BitDepth 525 - May 23

Representatives of ICANN visit Trinidad and Tobago to raise awareness of Internet domain issues...
In dotTT's eminent domain

ICANN's Jacob Malthouse and John Crain talk shop during a recent visit to Trinidad. Photo by Mark Lyndersay.

Two weeks ago, John Crain and Jacob Malthouse, representatives of ICANN visited Trinidad and Tobago to talk. Now most people don't travel thousands of miles for a chit chat unless they think it's really important, and ICANN, the Internet Corporation for Assigned Names and Numbers says it wants more varied voices in the discussions that are growing ever more important about the Internet.
ICANN hosts one of the key thirteen "rootzones," the directory of names and numbers that link the words we type in a web browser with the "dotted quad" numbers that are the true backbone of Internet connections.

ICANN was formed to introduce competition into the market for registrations of domains, which until all too recently (1998) was the exclusive business of Verisign. Separating the registry from the registrars created an explosion in domain name registrations and a plummet in the price of doing so.
Today, registering a domain with a company that also provides hosting for your website can cost you anything from US$3 to nothing at all.
Crain and Malthouse raced through the city's streets in their short visit to meet with anyone who wanted to talk about getting involved with ICANN's At Large Advisory Committee, so it wasn't surprising that they would make it to a sit-down with the Trinidad and Tobago Computer Society, a meeting that seemed to bring out their inner geek.

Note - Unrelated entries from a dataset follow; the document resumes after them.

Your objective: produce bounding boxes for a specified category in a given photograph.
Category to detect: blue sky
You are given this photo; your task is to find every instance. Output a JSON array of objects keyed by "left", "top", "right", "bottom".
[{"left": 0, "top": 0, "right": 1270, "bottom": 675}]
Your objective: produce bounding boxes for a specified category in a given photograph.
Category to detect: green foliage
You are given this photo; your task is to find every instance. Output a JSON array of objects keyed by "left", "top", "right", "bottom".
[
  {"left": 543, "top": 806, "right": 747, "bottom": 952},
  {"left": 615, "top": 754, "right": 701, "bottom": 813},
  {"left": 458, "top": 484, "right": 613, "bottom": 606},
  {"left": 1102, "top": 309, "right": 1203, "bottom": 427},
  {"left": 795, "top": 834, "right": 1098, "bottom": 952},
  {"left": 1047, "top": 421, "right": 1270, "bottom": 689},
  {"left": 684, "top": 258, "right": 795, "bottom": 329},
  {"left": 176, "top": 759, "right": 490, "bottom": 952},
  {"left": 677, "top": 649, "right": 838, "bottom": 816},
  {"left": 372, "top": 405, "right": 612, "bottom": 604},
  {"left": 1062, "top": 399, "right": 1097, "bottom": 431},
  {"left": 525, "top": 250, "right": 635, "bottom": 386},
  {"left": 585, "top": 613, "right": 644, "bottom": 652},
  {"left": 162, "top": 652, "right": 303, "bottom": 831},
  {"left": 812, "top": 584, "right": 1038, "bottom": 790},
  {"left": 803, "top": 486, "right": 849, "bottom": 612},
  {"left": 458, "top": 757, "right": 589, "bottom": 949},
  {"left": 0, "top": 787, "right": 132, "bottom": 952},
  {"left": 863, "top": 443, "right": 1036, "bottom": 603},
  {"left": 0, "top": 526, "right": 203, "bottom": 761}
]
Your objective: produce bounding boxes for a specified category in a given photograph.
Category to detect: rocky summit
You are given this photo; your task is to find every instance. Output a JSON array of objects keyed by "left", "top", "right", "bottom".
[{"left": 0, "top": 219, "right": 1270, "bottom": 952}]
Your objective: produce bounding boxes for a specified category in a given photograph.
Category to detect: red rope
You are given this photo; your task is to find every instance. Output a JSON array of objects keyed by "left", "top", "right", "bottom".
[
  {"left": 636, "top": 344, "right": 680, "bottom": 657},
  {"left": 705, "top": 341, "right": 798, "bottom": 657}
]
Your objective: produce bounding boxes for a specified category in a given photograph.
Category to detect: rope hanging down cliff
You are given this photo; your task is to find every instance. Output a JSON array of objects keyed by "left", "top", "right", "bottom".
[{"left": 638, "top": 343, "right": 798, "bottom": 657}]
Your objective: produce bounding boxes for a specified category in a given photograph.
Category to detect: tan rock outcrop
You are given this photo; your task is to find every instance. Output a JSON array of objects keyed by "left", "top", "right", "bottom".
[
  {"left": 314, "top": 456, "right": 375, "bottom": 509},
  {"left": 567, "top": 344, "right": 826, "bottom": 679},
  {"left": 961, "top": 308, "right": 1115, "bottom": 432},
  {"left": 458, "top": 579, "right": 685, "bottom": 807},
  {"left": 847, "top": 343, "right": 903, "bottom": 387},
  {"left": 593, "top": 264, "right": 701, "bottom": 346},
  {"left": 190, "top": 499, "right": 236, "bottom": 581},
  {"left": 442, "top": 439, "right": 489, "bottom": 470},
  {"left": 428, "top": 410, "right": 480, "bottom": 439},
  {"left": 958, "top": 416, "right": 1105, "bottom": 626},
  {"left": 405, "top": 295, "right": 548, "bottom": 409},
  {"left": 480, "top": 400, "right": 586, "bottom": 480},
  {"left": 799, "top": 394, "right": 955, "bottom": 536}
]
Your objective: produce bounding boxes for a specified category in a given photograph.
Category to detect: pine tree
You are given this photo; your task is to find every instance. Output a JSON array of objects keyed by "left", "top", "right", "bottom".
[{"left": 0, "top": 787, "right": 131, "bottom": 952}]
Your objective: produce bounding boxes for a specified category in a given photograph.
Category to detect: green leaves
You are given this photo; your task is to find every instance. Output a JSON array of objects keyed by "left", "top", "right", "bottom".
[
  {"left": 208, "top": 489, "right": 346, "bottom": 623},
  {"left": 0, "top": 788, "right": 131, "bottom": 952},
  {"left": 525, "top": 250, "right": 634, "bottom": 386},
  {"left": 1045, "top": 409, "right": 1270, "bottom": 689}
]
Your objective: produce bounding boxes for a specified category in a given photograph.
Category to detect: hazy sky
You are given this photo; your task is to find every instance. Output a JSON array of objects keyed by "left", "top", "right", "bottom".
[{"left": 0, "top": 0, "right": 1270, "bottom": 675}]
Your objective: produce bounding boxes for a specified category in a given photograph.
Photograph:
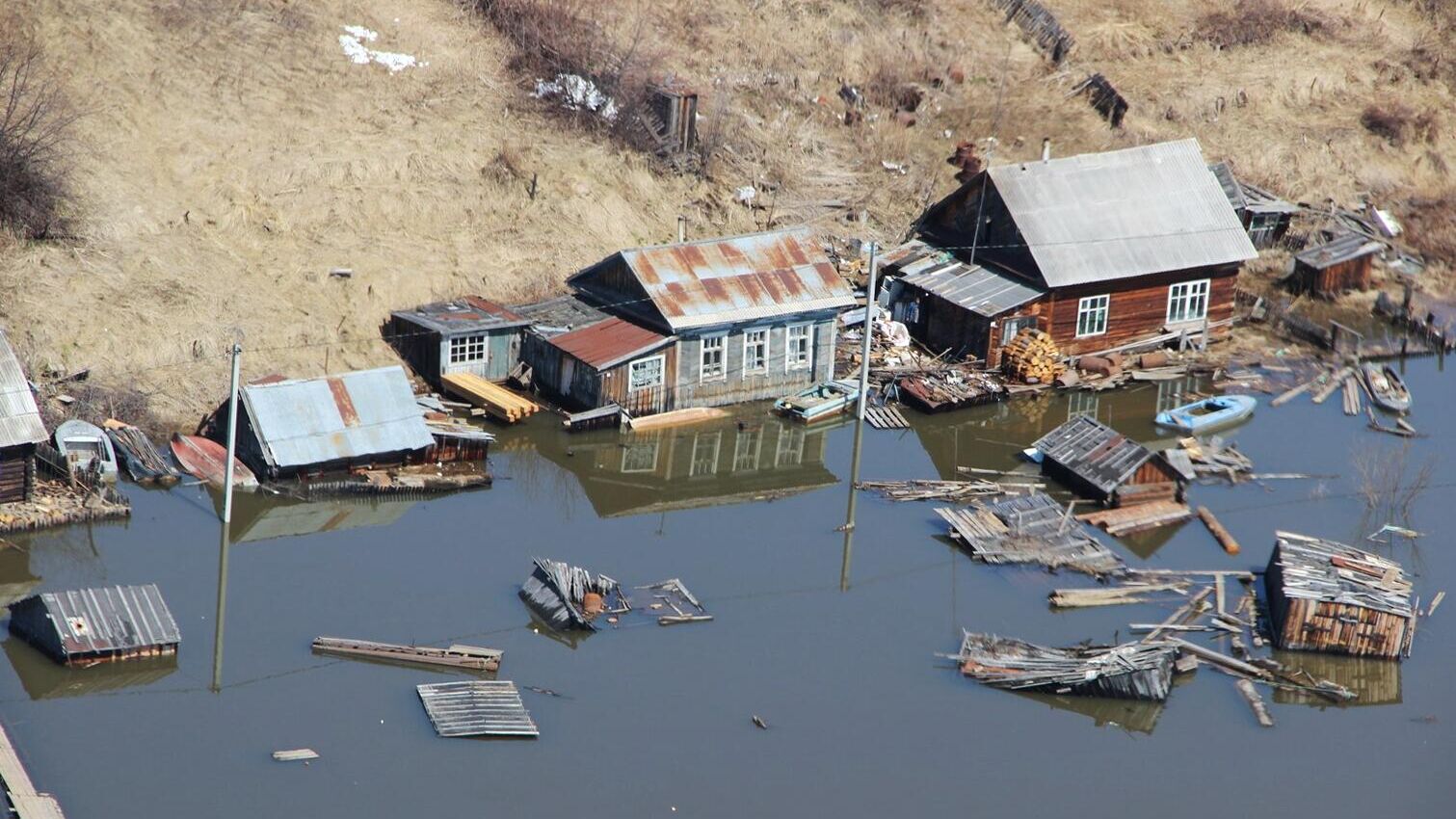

High on the agenda in Trinidad and Tobago right now is a pending change in the status of dot TT, the country-specific top level domain that ties web pages to the nation code assigned to our twin-island republic.
The .tt domain has been managed for more than a decade now by the Trinidad and Tobago Network Information Centre (TTNIC), under the stewardship of Dr Patrick Hosein and George Gobin, who are TTNIC's directors.
TTNIC's prices for our country domain haven't kept pace with international trends though.
At TTNIC's current rates, owning a registration (a second level domain), will cost you US$500 per year with a two year minimum.

So the people who own dotTT domains tend to be large companies who want to secure their web presence in this country's domain.
A UWI web poll at which probes people's preference for a dotTT domain registered a 60 percent return by respondents who would consider a local domain at a competitive price. Interestingly, that same poll also registers 10 percent of respondents who wouldn't take a dotTT domain if it came free with a box of KFC.

But based on an e-mail interview that Hosein granted to the TTCS in April 2005, it's been a benign dictatorship that began when nobody in the country really knew or cared about a country code top level domain or ccTLD as it's rather impenetrably referred to.
Over the last decade, Hosein, who no longer lives in Trinidad and Tobago, has been trying to find the right organisation to manage the domain. In the TTCS interview he says "...I have since been trying to have others take control (UWI CS dept, UWI Eng, TIDCO etc) and resisting those who have been trying to take control (TSTT, Telecom Division etc)."
But redelegating a domain is fussy business and isn't the sort of thing you want to be doing repeatedly.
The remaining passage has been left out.